This is an historical archive of the activities of the MRC Anatomical Neuropharmacology Unit (MRC ANU) that operated at the University of Oxford from 1985 until March 2015. The MRC ANU established a reputation for world-leading research on the brain, for training new generations of scientists, and for engaging the general public in neuroscience. The successes of the MRC ANU are now built upon at the MRC Brain Network Dynamics Unit at the University of Oxford.

Visibility of synaptically induced conductance changes: theory and simulations of anatomically characterized cortical pyramidal cells.

J. Neurosci. 1990;10(6):1728-44.

Visibility of synaptically induced conductance changes: theory and simulations of anatomically characterized cortical pyramidal cells.
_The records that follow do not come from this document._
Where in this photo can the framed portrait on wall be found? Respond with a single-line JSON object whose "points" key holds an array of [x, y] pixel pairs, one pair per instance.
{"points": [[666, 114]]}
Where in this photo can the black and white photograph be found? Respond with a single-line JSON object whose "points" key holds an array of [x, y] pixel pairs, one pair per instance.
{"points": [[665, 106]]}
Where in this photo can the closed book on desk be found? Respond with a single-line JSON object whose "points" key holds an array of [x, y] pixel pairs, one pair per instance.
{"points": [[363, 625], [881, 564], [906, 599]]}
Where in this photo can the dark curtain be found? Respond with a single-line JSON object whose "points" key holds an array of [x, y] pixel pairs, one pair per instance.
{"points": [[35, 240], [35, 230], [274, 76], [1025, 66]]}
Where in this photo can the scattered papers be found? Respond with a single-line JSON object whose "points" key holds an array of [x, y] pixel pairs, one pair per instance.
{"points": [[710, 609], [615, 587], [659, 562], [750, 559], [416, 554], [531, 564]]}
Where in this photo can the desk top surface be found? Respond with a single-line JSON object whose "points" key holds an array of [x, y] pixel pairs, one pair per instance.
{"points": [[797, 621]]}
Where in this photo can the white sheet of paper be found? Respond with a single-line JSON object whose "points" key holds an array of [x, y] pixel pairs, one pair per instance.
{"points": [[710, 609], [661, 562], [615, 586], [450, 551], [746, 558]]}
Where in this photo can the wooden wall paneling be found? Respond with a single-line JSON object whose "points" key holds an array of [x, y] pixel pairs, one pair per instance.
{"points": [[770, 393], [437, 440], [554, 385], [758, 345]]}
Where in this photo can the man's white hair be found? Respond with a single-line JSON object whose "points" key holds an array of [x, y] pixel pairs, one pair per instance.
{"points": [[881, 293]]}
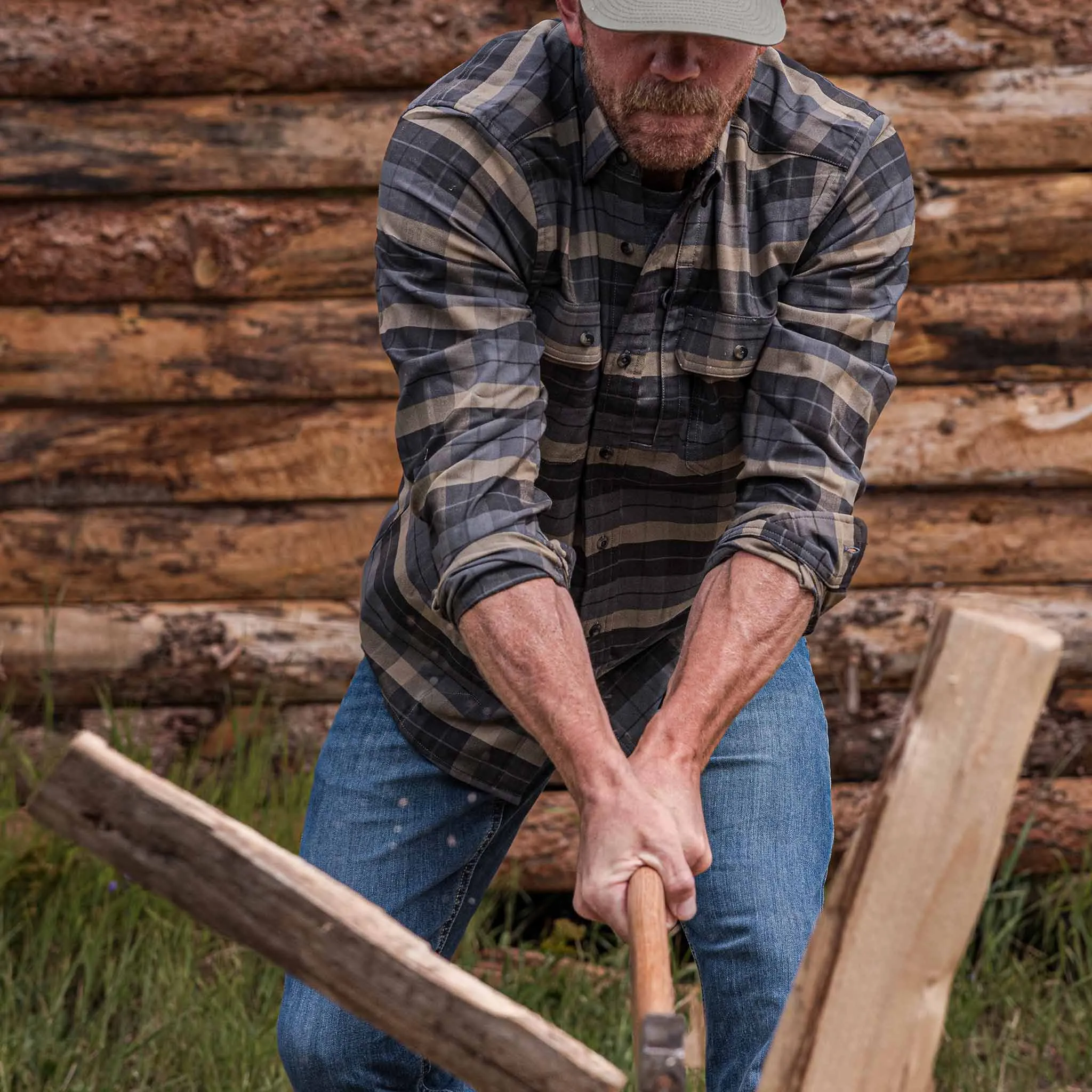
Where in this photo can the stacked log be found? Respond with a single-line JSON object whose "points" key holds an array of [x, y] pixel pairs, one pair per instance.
{"points": [[196, 412]]}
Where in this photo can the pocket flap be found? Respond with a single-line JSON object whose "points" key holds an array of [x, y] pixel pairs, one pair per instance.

Koch C, Douglas R, Wehmeier U
Abstract:
A recent report has provided evidence that there are no significant increases in the neuronal input conductance during the response of cortical cells in cat visual cortex to non-preferred visual stimuli (Douglas et al., 1988). A criticism of experiments of this kind is that changes in the membrane conductance occurring in the dendritic tree may not be visible from electrodes that impale the soma. Our paper describes theoretical and numerical results concerning the visibility of synaptically induced conductance changes from intracellular electrodes, in both ideal and anatomically well-characterized cortical neurons. Based on earlier work by Rall (1967), we here derive theoretical expressions for the change in input conductance at any location in a passive dendritic tree resulting from activation of a single synapse and obtain bounds for the effects of multiple synapses. We find that the conductance change measured at the cell body is always less than the sum of the synaptic conductance changes and that this observed conductance change does not depend on the synaptic reversal potential. For the case of an infinite dendritic cylinder, the change in input resistance due to a single synaptic input decays exponentially with distance of the synapse from the recording site. Numerical simulations of synaptic inputs that change approximately as fast as the membrane time-constant produce an increase in input conductance that is only slightly less visible than that of a constant input. We also compute the changes in somatic input conductance of 2 morphologically identified pyramidal cells from cat visual cortex during activity of a single inhibitory basket cell with known synaptic input locations. We find that the increase in conductance due to the activity of the inhibitory basket cells is clearly visible from the cell body of the pyramidal cells and that a 70% reduction in the amplitude of excitation is associated with at least a 30% increase in somatic input conductance, which would be visible in intracellular recordings. Taken together with the negative experimental evidence of Douglas et al. (1988), our results cast doubt on a large class of models of direction selectivity that rely on synaptically mediated inhibitory conductance increases to veto or block excitatory conductances increases.